Time and the Space Traveler

TWO VIEWS

EUGEN SÄNGER

WILLIAM R. BREWSTER, JR.

NOT the least devastating effect of Hiroshima was the instantaneous transformation of E = mc2 from a remote bit of theoretical physics to a reality with terrifying implications for every human being. But the mass-energy relationship used for atomic fission is only one part of Dr. Einstein’s theories. For most non-scientists, much of the remainder is still so fantastic that we think of it, if at all, as a series of scientific allegories, as remote from ourselves as medieval arguments over how many angels could balance on the head of a pin.

Certainly Einstein’s theory that time and space shrink when measured within objects moving at great speed challenges our common sense. We know, or think we know, that an hour is an hour and a mile is a mile. Vet consider two facts. Laboratory experiments with particles moving at very high speed have already shown the shrinkage in time measurements that Einstein predicted, while according to press reports the Air Force has let two contracts for the study of photon (light particle) propulsion. A photon propulsion system would use the force of a beam of light emitted from the rear of a vehicle to propel the vehicle through space at a speed approaching that of light itself. The engineering problems are tremendous. Yet the principle is reported to have been successfully demonstrated in the laboratory.

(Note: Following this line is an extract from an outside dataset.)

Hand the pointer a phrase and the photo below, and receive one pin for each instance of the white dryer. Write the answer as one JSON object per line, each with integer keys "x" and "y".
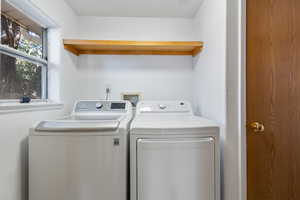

Suppose man someday succeeds in building such a propulsion system. The two articles that follow consider the problems involved from two viewpoints. Dr. Eugen Sänger, Director of the Research Institute for Physics of Jet Propulsion, Stuttgart, Germany, discusses what Einstein’s shrinkage of time might mean in terms of human exploration across the great distances that separate our solar system from the nearest stars. William R. Brewster, Jr., and his colleagues of the Anesthesia Laboratory of the Harvard Medical School take issue with Dr. Sanger’s interpretation of Einstein’s theory and raise the question of what effect space travel might have on the physical structure of human beings. —THE EDITOR

REACHING FOR THE STARS

by EUGEN SANGER

TO ACHIEVE new living space for men will require an immense leap forward from interplanetary flight to interstellar flight that may bring us to other solar systems within our galaxy. Here, in these remote systems, many astrophysicists hope to find planets, and among them planets similar to our own earth.

Today interplanetary space flight is only at the very rudimentary stage of its technical development. This means that the investigation of such power-plant systems as the ion rockets and photon rockets is also in a very early stage.

Photon rockets are the ultimate development of jet propulsion. Their exhaust velocities attain the extreme physically possible limit, the velocity of light. At this point, flight speed in the technical sense becomes in effect limitless because of the relativistic phenomena that appear when the velocity of light is approached.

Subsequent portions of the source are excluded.